Gradually Stands With A Fist began to look forward to the hours she spent in the brush arbor.

Now that he had been accepted by the band, Dances With Wolves ceased to be the great problem he had once been. His connection with white society had paled, and while what he represented was still a fearful thing, the soldier himself was not. He didn’t even look like a soldier anymore.

At first the notoriety surrounding activities in the arbor bothered Stands With A Fist. The schooling of Dances With Wolves, his presence in camp, and her key role as go-between were constant topics of conversation around the village. The celebrity of it made her feel uneasy, as though she was being watched. She was especially sensitive to the possibility of criticism for shirking the routine duties expected of every Comanche woman. It was true that Kicking Bird himself had excused her, but she still worried.

After two weeks, however, none of these fears had materialized, and the new respect she enjoyed was having a beneficial effect on her personality. Her smile was quicker and her shoulders were squarer. The importance of her new role charged her step with a sense of authority that everyone could see. Her life was becoming bigger, and inside herself she knew it was a good thing.

Other people knew it, too.

She was gathering wood one evening when a woman friend stooping next to her suddenly said with a touch of pride: “People are talking about you.”

Stands With A Fist straightened, unsure of how to take the remark.

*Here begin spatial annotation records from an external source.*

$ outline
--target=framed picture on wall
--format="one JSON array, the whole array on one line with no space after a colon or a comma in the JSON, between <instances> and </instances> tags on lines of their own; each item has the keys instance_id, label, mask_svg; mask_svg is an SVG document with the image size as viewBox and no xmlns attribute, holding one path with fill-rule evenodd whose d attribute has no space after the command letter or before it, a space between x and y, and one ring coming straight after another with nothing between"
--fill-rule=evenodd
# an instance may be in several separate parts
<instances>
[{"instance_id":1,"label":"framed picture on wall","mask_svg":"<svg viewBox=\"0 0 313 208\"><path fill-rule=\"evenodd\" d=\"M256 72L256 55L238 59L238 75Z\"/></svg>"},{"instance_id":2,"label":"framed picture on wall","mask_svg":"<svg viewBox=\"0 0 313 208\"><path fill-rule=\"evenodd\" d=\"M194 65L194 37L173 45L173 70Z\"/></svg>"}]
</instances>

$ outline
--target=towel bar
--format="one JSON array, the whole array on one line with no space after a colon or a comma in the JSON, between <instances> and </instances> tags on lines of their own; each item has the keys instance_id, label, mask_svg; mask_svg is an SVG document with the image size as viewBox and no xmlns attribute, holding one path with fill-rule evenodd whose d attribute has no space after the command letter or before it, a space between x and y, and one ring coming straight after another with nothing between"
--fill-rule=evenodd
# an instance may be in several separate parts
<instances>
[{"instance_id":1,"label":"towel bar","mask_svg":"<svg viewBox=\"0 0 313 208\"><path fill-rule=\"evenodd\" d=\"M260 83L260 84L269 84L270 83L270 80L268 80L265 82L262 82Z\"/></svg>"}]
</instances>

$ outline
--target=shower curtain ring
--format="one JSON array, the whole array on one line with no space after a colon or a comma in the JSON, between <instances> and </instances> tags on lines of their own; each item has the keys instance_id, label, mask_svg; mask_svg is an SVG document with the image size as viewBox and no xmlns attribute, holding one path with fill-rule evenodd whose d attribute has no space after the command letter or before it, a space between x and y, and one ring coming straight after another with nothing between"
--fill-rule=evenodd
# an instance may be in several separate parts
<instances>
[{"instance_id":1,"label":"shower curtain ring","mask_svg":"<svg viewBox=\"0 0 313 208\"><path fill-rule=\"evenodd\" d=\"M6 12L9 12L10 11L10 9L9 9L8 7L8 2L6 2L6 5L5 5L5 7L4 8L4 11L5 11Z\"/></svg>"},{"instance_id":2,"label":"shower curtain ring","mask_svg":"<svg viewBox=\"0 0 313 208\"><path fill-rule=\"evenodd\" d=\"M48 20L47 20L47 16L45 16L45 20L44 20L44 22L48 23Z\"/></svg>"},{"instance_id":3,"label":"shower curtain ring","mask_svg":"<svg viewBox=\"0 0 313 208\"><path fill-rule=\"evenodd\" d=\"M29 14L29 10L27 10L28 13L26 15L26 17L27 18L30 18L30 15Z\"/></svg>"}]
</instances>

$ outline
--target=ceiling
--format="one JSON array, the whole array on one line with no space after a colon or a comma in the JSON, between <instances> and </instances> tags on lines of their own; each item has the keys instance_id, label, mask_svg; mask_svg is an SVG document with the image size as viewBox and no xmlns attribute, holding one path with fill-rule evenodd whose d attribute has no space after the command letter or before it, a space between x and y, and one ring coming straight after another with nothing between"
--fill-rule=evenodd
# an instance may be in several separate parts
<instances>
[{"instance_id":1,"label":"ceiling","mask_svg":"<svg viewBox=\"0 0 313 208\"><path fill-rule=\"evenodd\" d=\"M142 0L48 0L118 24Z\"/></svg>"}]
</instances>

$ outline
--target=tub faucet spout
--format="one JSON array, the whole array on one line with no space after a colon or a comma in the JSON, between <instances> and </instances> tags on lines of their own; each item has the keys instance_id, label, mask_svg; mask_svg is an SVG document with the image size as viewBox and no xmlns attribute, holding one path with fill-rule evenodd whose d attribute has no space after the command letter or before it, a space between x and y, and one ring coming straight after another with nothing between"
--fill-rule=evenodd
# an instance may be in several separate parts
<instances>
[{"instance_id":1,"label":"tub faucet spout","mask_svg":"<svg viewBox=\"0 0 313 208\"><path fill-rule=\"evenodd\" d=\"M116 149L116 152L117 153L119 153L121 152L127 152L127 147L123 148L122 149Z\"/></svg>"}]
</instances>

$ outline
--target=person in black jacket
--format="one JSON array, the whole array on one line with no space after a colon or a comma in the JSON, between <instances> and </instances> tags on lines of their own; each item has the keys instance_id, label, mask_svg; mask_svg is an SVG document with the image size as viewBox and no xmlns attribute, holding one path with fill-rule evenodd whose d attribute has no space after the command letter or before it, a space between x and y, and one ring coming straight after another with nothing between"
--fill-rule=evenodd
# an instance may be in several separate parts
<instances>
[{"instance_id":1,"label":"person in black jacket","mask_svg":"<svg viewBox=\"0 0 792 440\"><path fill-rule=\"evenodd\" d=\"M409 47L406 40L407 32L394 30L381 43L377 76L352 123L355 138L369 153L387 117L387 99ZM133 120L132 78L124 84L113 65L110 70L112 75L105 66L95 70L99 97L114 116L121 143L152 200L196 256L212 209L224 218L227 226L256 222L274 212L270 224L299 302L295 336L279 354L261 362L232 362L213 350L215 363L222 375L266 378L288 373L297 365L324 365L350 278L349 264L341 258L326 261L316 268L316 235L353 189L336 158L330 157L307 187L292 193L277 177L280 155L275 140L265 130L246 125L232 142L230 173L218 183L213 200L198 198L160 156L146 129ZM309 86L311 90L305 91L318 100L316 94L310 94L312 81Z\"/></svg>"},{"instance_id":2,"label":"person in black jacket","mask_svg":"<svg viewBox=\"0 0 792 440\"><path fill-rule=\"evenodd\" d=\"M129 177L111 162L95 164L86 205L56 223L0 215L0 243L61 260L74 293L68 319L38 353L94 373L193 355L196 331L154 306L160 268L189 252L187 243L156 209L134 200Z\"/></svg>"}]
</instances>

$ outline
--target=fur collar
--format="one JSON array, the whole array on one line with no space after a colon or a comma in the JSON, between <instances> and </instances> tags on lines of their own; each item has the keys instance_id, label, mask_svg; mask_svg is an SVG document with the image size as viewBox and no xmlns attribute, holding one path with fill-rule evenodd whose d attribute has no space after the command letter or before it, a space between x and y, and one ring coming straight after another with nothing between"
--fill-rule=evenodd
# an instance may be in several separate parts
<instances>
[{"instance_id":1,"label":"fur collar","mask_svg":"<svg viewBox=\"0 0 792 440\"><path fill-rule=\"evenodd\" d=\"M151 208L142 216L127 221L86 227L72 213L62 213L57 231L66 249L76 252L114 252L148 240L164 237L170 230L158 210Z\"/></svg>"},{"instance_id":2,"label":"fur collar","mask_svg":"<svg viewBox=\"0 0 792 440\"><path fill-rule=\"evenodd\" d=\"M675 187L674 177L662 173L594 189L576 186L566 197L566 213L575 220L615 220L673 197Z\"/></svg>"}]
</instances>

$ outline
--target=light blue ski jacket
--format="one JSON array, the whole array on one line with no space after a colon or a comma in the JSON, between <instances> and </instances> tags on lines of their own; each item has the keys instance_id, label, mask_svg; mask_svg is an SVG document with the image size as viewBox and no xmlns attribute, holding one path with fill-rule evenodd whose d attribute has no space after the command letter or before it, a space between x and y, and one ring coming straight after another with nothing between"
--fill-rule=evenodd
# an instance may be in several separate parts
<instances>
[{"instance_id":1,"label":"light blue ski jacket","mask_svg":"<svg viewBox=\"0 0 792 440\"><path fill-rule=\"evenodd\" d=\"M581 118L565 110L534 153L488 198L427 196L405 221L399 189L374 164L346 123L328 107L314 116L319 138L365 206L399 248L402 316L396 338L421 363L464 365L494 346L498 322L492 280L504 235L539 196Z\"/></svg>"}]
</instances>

“What are they saying?” she asked flatly.

“They say that you are making medicine. They say that maybe you should change your name.”

“To what?”

“Oh, I don’t know,” the friend replied. “Medicine Tongue maybe, something like that. It’s just some talk.”

As they walked together in the twilight Stands With A Fist rolled this around in her head. They were at the edge of camp before she spoke again.

“I like my name,” she said, knowing that word of her wishes would quickly filter through camp. “I will keep it.”

A few nights later she was returning to Kicking Bird’s tipi after relieving herself when she heard someone start to sing in a lodge close by. She paused to listen and was astounded at what she heard.

“The Comanches have a bridge

That passes to another world

The bridge is called Stands With A Fist.”

Too embarrassed to hear more, she hurried along to bed. But as she tucked the covers under her chin, she was not thinking bad thoughts about the song. She was thinking only of the words she had heard, and on reflection, they seemed quite good.

She slept deeply that night. It was already light when she woke the next morning. Scrambling to catch up with the day, she hurried out of the lodge and stopped short.